The procedure for the quadratic surface repeats the matrix operation performed with the linear one:
# Creating the matrix of contrast coefficients for the quadratic surface
X <- matrix(c(rep(1, 11), -1, 1, -1, 1, 0, 0, 0, -sqrt(2),
0, sqrt(2), 0, -1, -1, 1, 1, 0, 0, 0, 0, sqrt(2),
0, -sqrt(2), 1, 1, 1, 0, 0, 0, 2, 0, 2, 0, 1, 1,
1, 1, 0, 0, 0, 0, 2, 0, 1, 1,
1, 1, 0, 0, 0, 0, 2, 0, 2, 1, -1, -1, 1, 0, 0, 0, 0,
0, 0, 0), nrow = 11, byrow = FALSE)
Warning in matrix(c(rep(1, 11), -1, 1, -1, 1, 0, 0, 0, -sqrt(2), 0, sqrt(2), :
data length [75] is not a sub-multiple or multiple of the number of rows [11]
# Creating the yield matrix
Y <- as.matrix(rendim)
# Determining the beta coefficients:
beta <- solve(t(X) %*% X) %*% t(X) %*% Y
beta
          [,1]
[1,] 89.505503
[2,] -1.936109
[3,] -4.129153
[4,] -3.253803
[5,] -5.832328
[6,]  1.992845
[7,]  2.169559
The result expresses the quadratic function of the surface found, as follows:

\[ y=89.00+1.51*x_1-2.36*x_2-2.81*x_1^2-2.81*x_2^2+1.75*x_1*x_2 \tag{13.9}\]

From the result above it is possible to predict the optimized conditions for the test.
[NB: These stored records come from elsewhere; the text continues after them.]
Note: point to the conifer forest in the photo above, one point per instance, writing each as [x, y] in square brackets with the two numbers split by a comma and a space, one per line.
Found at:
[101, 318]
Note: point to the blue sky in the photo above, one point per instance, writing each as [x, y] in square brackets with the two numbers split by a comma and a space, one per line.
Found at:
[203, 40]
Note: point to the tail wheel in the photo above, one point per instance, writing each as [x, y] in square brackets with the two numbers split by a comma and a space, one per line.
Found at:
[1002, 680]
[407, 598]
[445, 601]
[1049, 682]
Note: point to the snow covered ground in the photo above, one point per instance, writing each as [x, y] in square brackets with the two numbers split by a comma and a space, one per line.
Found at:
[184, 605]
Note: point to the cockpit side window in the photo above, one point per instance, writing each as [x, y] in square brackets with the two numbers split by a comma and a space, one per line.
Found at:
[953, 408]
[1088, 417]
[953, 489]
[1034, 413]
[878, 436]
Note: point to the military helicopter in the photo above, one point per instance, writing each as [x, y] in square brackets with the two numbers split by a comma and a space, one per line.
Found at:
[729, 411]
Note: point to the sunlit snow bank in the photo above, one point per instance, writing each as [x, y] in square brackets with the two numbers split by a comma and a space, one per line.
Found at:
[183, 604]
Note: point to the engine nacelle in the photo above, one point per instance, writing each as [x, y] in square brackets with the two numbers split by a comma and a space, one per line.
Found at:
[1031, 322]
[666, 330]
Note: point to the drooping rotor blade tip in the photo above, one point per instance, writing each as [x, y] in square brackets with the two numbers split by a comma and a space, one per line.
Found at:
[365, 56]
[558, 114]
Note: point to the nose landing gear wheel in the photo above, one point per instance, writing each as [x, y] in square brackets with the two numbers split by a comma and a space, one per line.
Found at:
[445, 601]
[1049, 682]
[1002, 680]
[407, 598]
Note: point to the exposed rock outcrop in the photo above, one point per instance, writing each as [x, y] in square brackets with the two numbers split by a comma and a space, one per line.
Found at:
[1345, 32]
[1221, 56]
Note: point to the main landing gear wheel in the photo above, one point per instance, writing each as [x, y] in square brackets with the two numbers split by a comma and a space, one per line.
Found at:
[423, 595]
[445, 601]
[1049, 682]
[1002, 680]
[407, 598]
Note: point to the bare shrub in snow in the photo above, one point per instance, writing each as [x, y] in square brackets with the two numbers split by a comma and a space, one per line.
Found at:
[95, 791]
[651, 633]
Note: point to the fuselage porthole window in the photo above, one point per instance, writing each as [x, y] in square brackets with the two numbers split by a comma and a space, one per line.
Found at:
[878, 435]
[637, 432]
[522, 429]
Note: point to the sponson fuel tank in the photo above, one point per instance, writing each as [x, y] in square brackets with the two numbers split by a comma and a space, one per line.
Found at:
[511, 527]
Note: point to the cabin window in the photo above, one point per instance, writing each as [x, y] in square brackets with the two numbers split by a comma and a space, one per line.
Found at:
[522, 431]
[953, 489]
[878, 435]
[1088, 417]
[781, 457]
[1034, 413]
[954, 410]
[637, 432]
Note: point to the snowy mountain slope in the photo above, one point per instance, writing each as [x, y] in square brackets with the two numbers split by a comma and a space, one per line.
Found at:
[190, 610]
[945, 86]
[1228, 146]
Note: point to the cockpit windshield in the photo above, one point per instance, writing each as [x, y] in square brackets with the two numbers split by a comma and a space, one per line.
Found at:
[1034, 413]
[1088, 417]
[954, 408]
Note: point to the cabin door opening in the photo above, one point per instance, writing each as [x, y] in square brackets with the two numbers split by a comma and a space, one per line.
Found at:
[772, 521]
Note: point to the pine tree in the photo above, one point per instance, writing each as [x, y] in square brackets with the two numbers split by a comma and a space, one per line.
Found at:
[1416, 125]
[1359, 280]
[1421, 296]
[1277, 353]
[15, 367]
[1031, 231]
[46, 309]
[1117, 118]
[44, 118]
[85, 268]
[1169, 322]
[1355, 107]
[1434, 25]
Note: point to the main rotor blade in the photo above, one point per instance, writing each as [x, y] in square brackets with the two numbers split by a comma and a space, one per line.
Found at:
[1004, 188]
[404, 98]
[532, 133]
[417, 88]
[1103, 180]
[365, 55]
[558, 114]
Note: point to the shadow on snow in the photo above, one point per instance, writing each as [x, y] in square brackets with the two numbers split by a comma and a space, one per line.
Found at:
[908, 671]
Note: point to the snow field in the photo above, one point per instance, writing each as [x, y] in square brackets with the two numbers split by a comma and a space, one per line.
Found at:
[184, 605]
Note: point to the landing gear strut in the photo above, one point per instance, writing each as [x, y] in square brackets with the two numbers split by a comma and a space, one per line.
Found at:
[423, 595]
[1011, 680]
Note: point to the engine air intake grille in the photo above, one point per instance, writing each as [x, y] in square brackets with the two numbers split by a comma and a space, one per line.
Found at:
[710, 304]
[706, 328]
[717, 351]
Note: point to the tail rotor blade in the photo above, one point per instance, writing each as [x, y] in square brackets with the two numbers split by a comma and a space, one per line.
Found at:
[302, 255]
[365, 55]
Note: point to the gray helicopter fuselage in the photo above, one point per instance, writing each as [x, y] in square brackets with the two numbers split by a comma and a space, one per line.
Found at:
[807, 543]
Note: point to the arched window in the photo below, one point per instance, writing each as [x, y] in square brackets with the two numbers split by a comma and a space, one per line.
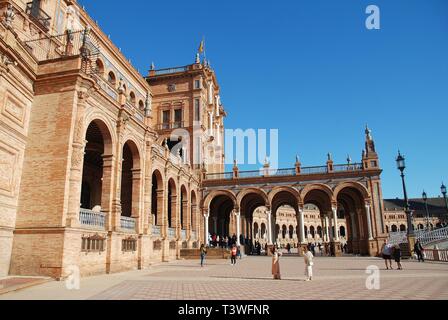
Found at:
[100, 68]
[132, 99]
[112, 79]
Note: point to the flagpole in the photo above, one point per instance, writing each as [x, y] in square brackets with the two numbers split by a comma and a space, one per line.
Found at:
[205, 55]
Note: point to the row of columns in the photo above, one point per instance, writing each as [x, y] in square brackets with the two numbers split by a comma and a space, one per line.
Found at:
[333, 236]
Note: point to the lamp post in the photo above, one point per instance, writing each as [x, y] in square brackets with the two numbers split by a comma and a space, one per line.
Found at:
[425, 199]
[401, 165]
[443, 189]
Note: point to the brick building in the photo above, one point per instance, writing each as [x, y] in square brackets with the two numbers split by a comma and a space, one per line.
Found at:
[108, 170]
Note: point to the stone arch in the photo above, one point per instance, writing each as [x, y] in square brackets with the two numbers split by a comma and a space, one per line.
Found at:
[242, 194]
[355, 185]
[106, 128]
[157, 197]
[96, 166]
[194, 217]
[294, 192]
[209, 198]
[130, 180]
[318, 186]
[172, 203]
[183, 206]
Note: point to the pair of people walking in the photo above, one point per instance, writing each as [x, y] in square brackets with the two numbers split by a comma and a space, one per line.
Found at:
[308, 259]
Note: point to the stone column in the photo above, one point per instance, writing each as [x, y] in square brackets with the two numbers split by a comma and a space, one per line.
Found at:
[269, 227]
[77, 162]
[335, 224]
[302, 225]
[206, 218]
[238, 227]
[369, 222]
[354, 231]
[107, 191]
[136, 197]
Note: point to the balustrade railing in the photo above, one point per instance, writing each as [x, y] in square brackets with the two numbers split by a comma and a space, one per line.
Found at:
[347, 167]
[314, 170]
[127, 223]
[220, 176]
[156, 230]
[284, 172]
[170, 70]
[92, 219]
[428, 237]
[171, 232]
[40, 16]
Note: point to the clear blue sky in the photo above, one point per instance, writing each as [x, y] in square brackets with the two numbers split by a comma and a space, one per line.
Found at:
[312, 70]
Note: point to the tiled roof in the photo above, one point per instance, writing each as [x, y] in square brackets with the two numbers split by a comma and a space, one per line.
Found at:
[435, 205]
In this sense, R allows, for example, the construction of a three-dimensional graph that represents the function obtained, and without the need for an additional package: as follows:
## Quadratic response surface (MSR)

x <- seq(-1, 1, 0.1) # predictor x
y <- seq(-1, 1, 0.1) # predictor y
mrs <- function(x, y) {
89.00 + 1.51 * x - 2.36 * y - 2.81 * x^2 - 2.81 * y^2 + 1.75 * x * y
} # function applied to predictors
z <- outer(x, y, mrs) # 3D plot output (response)
res <- persp(x, y, z, xlab = "x1", ylab = "x2", zlab = "z",
shade = 0.4, theta = 30, phi = 15, ticktype = "detailed")
# surface plot of function z(x,y)
points <- trans3d(x1, x2, rendim, pmat = res) # command for adding experimental points
points(points, pch = 19, col = 1) # adding points

Quadratic surface described by the MSR equation with superposition of experimental values.
However, there are some packages for R for three-dimensional representation of data and functions (rgl, plot3D, scatterplot3d), as well as for factorial design analysis (agricolae, afex, FMC), and response surface methodology (rsm).
Neto, Benı́cio Barros, Ieda Spacino Scarminio, e Roy Edward Bruns. 2010. Como Fazer Experimentos-: Pesquisa e Desenvolvimento na Ciência e na Indústria. Bookman Editora.